When the medication was administered over four years, the delay of Alzheimer’s extended to about a year, he said.
“Some people may say, ‘Well, saving one year may not be worthwhile,’ but others would say, ‘If I have mild impairment or mild dementia, reducing the likelihood of me progressing from mild . . . to moderate dementia, I’m going to have a better quality of life,’” Borrie said.
Roughly 85 per cent of people won’t experience symptoms from the treatment, Borrie said. But testing is required to determine if a person carries the APOE4 gene, as individuals with two copies are more susceptible to serious side effects such as brain swelling or small bleeds, he noted.
The Alzheimer Society of Canada, which estimates about 772,000 people across the country live with dementia, praised Health Canada’s approval of lecanemab in a statement on its website.

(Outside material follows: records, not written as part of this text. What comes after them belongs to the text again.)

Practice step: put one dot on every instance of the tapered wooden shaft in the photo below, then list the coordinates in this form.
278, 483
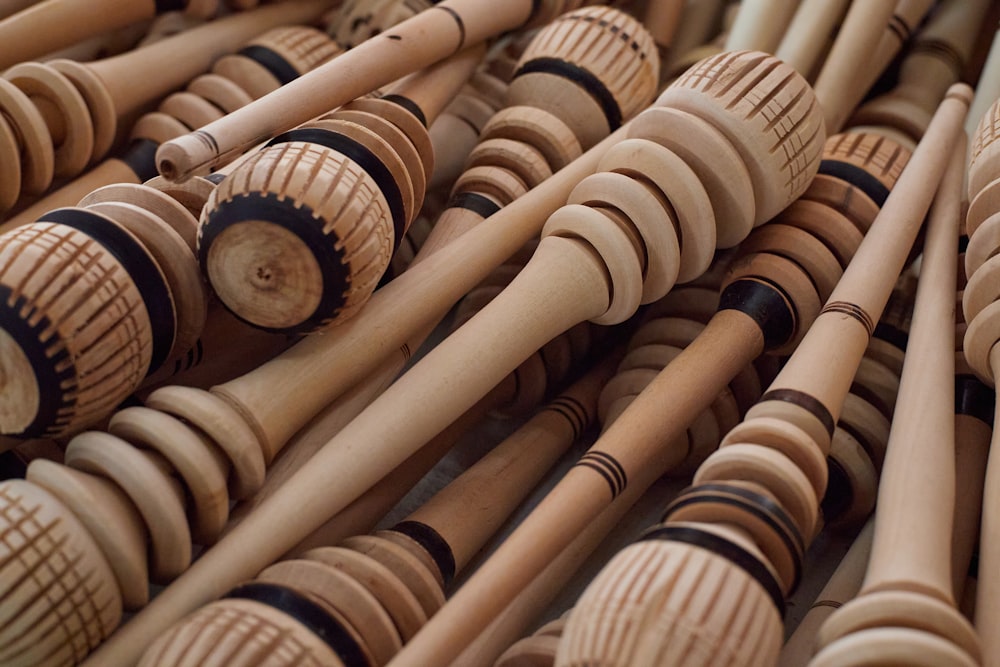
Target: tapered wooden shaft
701, 625
936, 59
262, 65
760, 25
61, 115
454, 25
843, 586
582, 293
287, 279
457, 521
979, 306
809, 33
909, 578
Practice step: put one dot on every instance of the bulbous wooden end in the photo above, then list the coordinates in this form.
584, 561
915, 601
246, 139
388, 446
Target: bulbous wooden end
884, 628
58, 596
767, 111
596, 66
296, 236
639, 612
79, 333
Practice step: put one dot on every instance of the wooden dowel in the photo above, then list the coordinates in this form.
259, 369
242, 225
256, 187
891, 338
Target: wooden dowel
760, 25
760, 454
454, 24
809, 33
908, 583
843, 586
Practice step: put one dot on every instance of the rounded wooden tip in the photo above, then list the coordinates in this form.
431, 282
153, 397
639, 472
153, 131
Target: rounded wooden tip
240, 633
769, 113
886, 624
636, 613
298, 235
79, 335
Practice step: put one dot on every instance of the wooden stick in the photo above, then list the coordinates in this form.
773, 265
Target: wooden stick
561, 308
708, 625
842, 587
288, 49
908, 584
979, 307
760, 25
455, 24
809, 33
936, 60
82, 103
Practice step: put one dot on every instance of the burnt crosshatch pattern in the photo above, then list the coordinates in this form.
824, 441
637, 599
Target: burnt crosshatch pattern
272, 274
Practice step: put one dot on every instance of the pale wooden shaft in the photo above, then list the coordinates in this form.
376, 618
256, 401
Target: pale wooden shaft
468, 511
972, 448
809, 32
53, 24
760, 25
434, 34
916, 493
381, 437
433, 89
361, 516
987, 88
637, 439
858, 37
843, 585
109, 171
321, 367
987, 618
176, 60
867, 283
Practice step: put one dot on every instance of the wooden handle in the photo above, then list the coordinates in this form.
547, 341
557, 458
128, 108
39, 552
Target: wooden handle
62, 115
742, 555
454, 24
936, 60
909, 578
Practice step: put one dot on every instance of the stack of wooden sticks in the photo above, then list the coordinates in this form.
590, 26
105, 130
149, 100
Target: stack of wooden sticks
681, 275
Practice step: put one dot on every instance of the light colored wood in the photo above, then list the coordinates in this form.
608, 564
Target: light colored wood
63, 115
859, 35
580, 302
697, 599
842, 587
373, 63
936, 59
910, 563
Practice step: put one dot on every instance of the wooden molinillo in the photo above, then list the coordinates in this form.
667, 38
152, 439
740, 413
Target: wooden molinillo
260, 66
420, 555
279, 250
774, 462
174, 297
442, 30
906, 611
980, 305
575, 289
143, 493
799, 255
60, 116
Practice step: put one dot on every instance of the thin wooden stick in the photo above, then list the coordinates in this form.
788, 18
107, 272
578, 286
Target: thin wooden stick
454, 25
906, 608
689, 568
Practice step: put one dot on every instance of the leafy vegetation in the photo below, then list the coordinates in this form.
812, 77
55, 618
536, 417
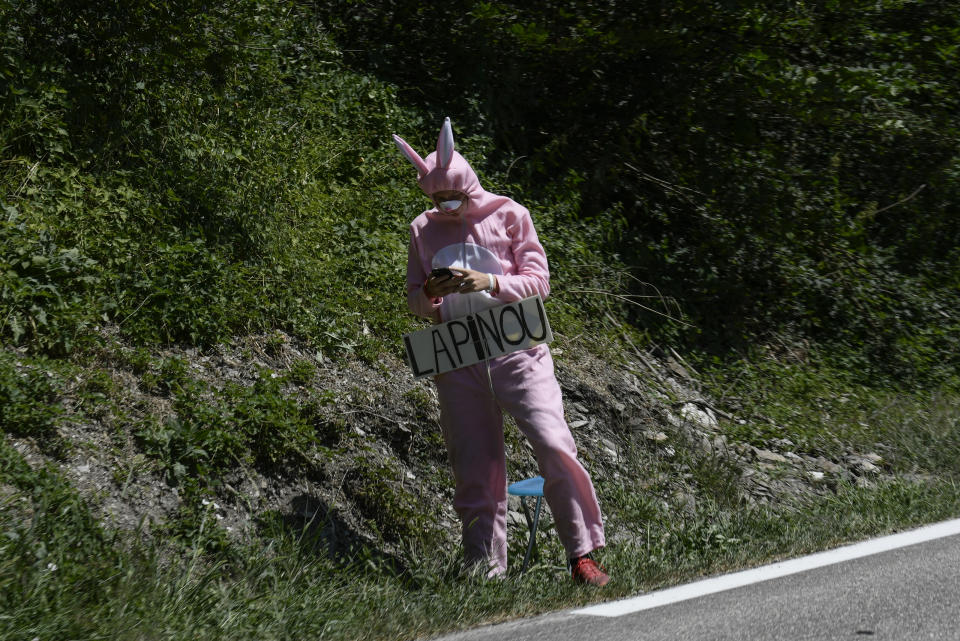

“While not a cure, and only for people with mild cognitive impairment or early-stage Alzheimer’s disease (mild dementia due to Alzheimer’s disease) this decision represents an important advancement in how we approach treatment and care,” the statement said.
Borrie noted that infusion centres where medication can be administered, genetic testing availability and MRI access are needed for the treatment but said availability in the London region is approaching.
“(People) could be eligible to receive the medication soon,” Borrie said. “I would think within a few months, (but) it will be certainly during 2026 we’ll see this medication being used.”